We replace the vague "PPL" with precise per-token signals.

| Metric | Definition | Threshold (Example) |
| :--- | :--- | :--- |
| `neg_logprob` | `-ln(p_chosen)` | `> 6.0` (Very Surprising) |
| `entropy` | Shannon Entropy of Softmax | `> 3.0` (Very Confused) |
| `rank` | Index of chosen token in sorted logits | `> 100` (Wild Guess) |
| `margin` | `p_chosen - p_runner_up` | `< 0.01` (Coin Flip) |

## 4. Hardware Constraints

The Redo Switch executes entirely in CPU RAM (Logit Space) after the GPU/Simd Inference pass.
It creates **zero** additional inference compute cost (no re-running the neural net).
It creates **minimal** CPU latency (< 1ms per retry).

## 5. Risks & Mitigations

- **Risk**: "Boring Loop". Greedy sampling often cycles.
- **Mitigation**: Repetition Penalty must apply to *all* samplers (Normal & Strict).
- **Risk**: "Silent Degradation".
- **Mitigation**: Every Redo event must be logged in the `metrics_violation` field of the response, even if successful.

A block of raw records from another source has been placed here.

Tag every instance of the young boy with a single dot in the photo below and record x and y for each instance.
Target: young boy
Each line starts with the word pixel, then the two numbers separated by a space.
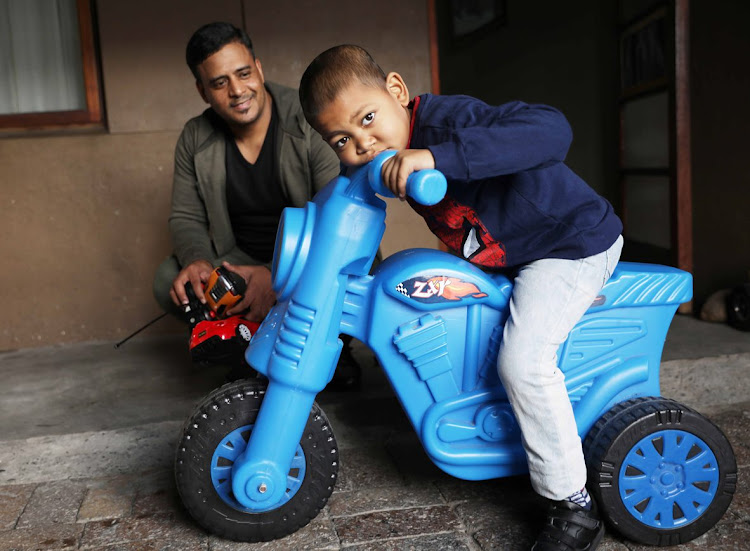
pixel 511 204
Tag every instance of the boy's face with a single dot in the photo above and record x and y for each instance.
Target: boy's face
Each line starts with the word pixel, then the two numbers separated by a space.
pixel 364 120
pixel 232 83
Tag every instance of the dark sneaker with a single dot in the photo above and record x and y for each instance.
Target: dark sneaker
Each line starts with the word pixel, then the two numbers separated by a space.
pixel 570 527
pixel 348 374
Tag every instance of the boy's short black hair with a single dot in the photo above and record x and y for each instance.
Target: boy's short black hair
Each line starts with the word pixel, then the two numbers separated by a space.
pixel 211 38
pixel 331 72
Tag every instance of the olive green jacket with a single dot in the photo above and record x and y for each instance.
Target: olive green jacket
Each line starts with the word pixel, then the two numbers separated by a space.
pixel 199 221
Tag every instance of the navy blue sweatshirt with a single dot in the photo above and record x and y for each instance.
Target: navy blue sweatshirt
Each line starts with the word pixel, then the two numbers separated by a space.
pixel 511 199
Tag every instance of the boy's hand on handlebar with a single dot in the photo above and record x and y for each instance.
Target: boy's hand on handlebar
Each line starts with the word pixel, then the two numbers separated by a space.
pixel 259 296
pixel 397 169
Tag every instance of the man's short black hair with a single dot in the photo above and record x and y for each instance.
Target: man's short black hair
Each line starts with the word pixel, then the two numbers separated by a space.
pixel 211 38
pixel 331 72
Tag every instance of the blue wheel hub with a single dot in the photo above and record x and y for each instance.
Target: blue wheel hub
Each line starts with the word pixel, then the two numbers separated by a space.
pixel 227 452
pixel 668 479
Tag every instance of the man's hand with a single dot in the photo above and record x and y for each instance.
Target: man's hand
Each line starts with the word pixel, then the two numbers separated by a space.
pixel 397 169
pixel 259 296
pixel 196 273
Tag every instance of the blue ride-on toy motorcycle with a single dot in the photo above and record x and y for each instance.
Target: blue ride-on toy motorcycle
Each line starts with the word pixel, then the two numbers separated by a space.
pixel 257 460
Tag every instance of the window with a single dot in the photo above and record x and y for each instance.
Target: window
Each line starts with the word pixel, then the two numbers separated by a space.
pixel 49 65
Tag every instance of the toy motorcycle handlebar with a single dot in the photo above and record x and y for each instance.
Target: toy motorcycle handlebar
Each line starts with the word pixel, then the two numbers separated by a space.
pixel 426 187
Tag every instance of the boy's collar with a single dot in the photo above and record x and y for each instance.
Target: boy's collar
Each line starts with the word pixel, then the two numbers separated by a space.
pixel 413 106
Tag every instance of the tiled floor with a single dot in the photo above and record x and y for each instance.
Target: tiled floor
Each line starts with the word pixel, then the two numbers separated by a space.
pixel 87 436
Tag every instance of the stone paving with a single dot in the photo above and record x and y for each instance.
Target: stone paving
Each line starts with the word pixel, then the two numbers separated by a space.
pixel 388 496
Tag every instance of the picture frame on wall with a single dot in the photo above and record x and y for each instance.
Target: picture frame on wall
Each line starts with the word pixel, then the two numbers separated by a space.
pixel 472 19
pixel 643 54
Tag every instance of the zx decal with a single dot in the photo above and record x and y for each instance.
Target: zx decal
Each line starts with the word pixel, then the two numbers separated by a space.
pixel 438 289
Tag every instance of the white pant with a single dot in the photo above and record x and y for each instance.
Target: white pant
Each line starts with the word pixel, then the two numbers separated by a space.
pixel 549 297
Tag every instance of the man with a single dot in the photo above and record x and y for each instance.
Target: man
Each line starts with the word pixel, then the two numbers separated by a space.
pixel 237 165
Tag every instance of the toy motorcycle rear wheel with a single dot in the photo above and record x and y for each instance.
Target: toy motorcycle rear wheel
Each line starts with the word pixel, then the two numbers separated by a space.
pixel 661 473
pixel 216 434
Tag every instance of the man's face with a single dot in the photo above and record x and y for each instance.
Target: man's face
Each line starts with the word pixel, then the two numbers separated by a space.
pixel 364 120
pixel 231 82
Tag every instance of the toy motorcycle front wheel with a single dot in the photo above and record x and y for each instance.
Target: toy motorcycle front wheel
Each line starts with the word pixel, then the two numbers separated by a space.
pixel 216 434
pixel 662 473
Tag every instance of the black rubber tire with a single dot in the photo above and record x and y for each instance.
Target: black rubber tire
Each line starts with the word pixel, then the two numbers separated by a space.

## 6. Implementation Plan (Experiment 4)

1.  **Refactor `shimmy_server`**: Split the loop into `generate` (Phase 1/2) and `commit` (Phase 3).
2.  **Add `SampleStrategy`**: Enum `Normal`, `Greedy`.
3.  **Execute**: Run the "Quantum Vague" prompt. 
    - *Expectation*: Attempt 1 (High Temp) triggers Entropy Guard. Attempt 2 (Greedy) passes.
    - *Observation*: User sees valid output, Server logs "Healed 1 token".